As for shortening the duration of fraud schemes, proactive data monitoring/analysis, surprise audits and job rotation/mandatory vacation were the most effective controls. These measures helped lower the duration of fraud schemes by 50% or more. Conducting formal fraud risk assessments, as well as creating a dedicated fraud department, function or team, were slightly less effective at reducing fraud duration.
Use effective precautions
Notably, some of the most effective controls are underutilized. For example, job rotation/mandatory vacation and surprise audits were each associated with at least 50% reductions in both median fraud loss and median fraud duration. But the ACFE found that they are among the least commonly implemented controls.

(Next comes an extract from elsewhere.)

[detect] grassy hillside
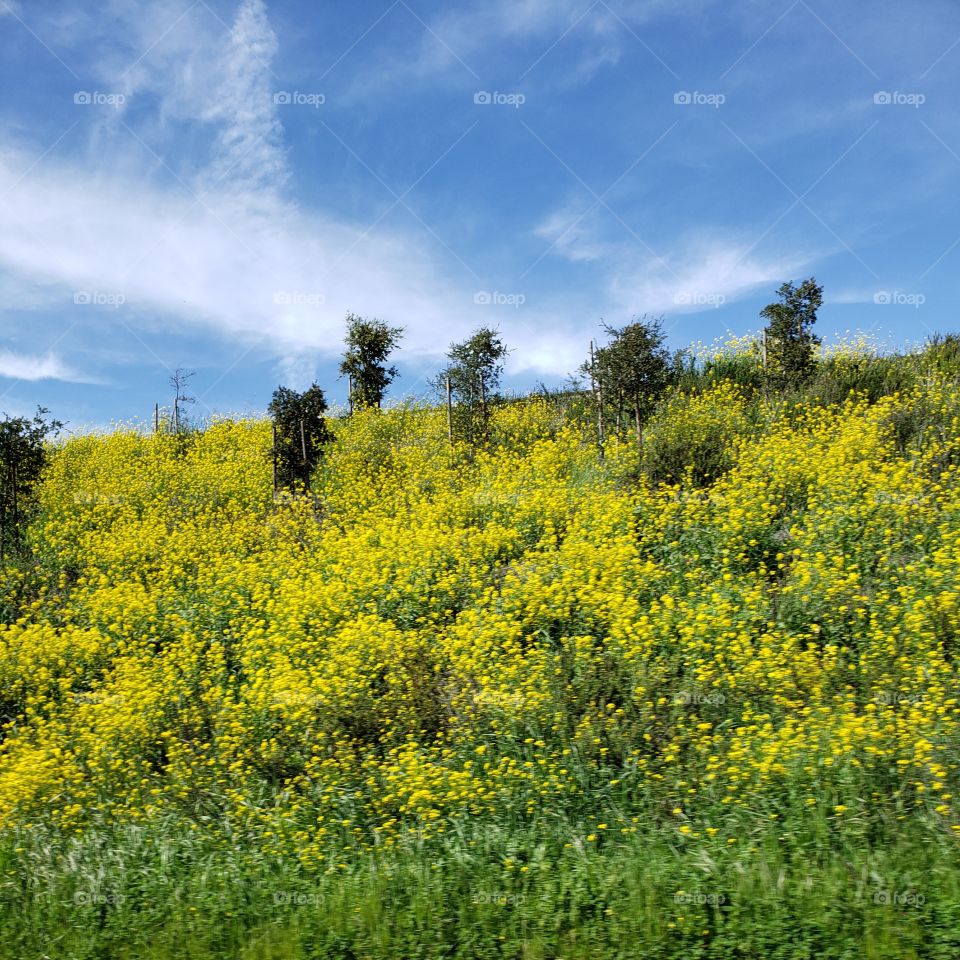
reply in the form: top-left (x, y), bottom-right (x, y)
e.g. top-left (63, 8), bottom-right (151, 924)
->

Surprise audits were used by just 42% of the victimized organizations in the ACFE’s report, while only 25% of the organizations had job rotation or mandatory vacation policies in place.
The ACFE found that tips from employees or outside parties were the detection method in 42% of the cases in the report. Consistent with previous ACFE studies, tips are by far the most common way that frauds are discovered, underscoring the importance of hotlines for reporting fraud and other violations.
The ACFE reported that fraud losses were two times higher at organizations without hotlines. Email and web-based reporting both surpassed telephone hotlines, so it is best to provide multiple reporting channels. The report also found that reports of fraud are more likely to be submitted via hotlines if employees receive fraud awareness and reporting training.
Related Read: What Can You do to Prevent Employee Fraud?
It can happen to you
Many manufacturers, especially smaller ones, view antifraud controls as unnecessary. You may feel that you know and trust your employees, and it cannot happen to your company. But there may be motivations outside of your control, such as personal financial distress or gambling addictions, that can lead good employees to make bad decisions. By implementing antifraud controls, you can minimize the opportunities for fraud to happen at your company.
The most effective controls for your company depend on a number of factors and can vary by industry. It is a good idea to benchmark your company’s antifraud controls against those of your peers. Contact your CPA for help fortifying your defenses.
Sidebar: Recognize fraud warning signs
To effectively detect fraud and minimize your losses, it is important to recognize certain employee behaviors that can be a red flag for fraud. According to Occupational Fraud 2022: A Report to the Nations, a biennial report published by the Association of Certified Fraud Examiners, the eight most common red flags are:
- Living beyond one’s means;
- Financial difficulties;
- Unusually close association with a vendor or customer;
- Control issues and unwillingness to share duties;
- Irritability, suspiciousness or defensiveness;
- Bullying or intimidation;
- Divorce and/or family problems; and
- “Wheeler-dealer” attitude.
Background checks can be an important tool for combating fraud. However, most frauds are committed by first-time offenders, often motivated by desperate circumstances. According to the 2022 report, 83% of the fraud perpetrators had no prior disciplinary record for fraud-related conduct.